SX- What you're drawn/attracted to
-Presence means being attracted to what you can say yes to.
SO- Choice

SP - ground of being - time felt as resource, chronos.
SX - dynamicmism of creative being - time felt as kairos.
SO - articulated world, conscious of the great mandala and one's place in it, time
as cycle.

*Play* is a big part of social instinct, _engaging for the sake of engaging_, not
needing a reason, not so serious. Americans don't know how to play. Play has to
be justified and regulated. Low socials too serious, focus too much on exchange,
concerned with 'getting mine'. Humans and animals learn and develop through
play.

*Connection to emotions tend to be warm, approachable, accessible.
Curiosity.
"Who are you? This is who I am."*

Social instinct is birth of altruism.
This is about having a call and answering it.
Egos lead us away from intelligence response to instinct.
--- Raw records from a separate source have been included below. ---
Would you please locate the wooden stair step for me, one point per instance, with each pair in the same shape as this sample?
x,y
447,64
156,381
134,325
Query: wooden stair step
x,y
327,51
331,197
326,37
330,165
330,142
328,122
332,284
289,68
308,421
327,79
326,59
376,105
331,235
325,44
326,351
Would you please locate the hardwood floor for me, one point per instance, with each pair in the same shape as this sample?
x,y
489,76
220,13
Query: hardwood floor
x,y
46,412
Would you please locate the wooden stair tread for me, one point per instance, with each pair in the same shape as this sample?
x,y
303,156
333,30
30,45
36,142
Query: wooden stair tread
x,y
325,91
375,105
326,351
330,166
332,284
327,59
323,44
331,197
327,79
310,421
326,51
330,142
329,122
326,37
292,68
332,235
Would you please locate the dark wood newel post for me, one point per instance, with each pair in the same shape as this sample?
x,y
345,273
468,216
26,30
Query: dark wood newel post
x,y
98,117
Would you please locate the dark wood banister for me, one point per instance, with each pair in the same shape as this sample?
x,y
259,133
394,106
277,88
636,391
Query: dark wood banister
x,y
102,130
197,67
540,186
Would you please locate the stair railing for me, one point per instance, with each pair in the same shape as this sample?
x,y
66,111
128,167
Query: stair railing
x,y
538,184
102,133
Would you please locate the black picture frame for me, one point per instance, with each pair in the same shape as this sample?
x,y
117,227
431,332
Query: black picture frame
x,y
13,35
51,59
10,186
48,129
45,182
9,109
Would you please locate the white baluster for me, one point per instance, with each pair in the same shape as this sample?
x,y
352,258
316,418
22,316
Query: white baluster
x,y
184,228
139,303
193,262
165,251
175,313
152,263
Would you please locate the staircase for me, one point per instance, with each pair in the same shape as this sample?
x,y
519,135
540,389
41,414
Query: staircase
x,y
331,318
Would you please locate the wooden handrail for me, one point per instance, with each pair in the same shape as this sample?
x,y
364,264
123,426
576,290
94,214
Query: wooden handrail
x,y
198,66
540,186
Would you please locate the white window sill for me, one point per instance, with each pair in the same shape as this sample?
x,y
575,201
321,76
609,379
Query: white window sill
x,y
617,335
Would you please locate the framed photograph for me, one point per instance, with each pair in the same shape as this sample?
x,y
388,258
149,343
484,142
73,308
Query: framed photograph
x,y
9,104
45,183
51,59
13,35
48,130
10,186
-------------------------------------------------------------------------------------------------

Shows up in 3 Zones:

1) Reading and Adapting - Discerning and reading people's emotions, states,
mirroring, how to 'plug in' with people, connecting to where someone is, not what
you need from them but where they really are. Learning, adapting new behaviors
- when you have a child, you need to be able to learn new behaviors and
accommodate them in your life.

*Discussion on Autism as the very lack of this capacity, with additional
compensating mental capacities. One of the women in the group is a researcher
at Johns Hopkins who studies Autism in children. Difficulty in sensory integration
in autism, not able to take in info of the environment because there is too much,
unable to make meaningful connections because too much data. This Zone is that
capacity to discern, to plug in, to connect.

Distortion - back and fourth on participation and support, staying connected in
crap relationships for fear of sabotaging being plugged in. Fear of banishment.
Losing identity. Going overboard to maintain relationships and overboard in
reactions to relationships.

2) Bonding and Affiliating - Create and sustain connection and to know the
appropriate nature of the bond. Co-dependency is a way we don't listen to the
social instinct.

Distortion - *group merging*. groups merging around particular ideas on small
and large scales. Individualism fails. Nazi German. Smaller example - our class
started side-tracking and joking and bonding over joking, Jessica had to stop the
fun because we had to continue on with the real work.

3) Participation/Contribution - Having an influence, a contribution, a betterment
in the lives of others. When animals and people can't contribute (like in
experiments or in concentration camps) they commit suicide or die. Something in
us lives by connecting to the human journey.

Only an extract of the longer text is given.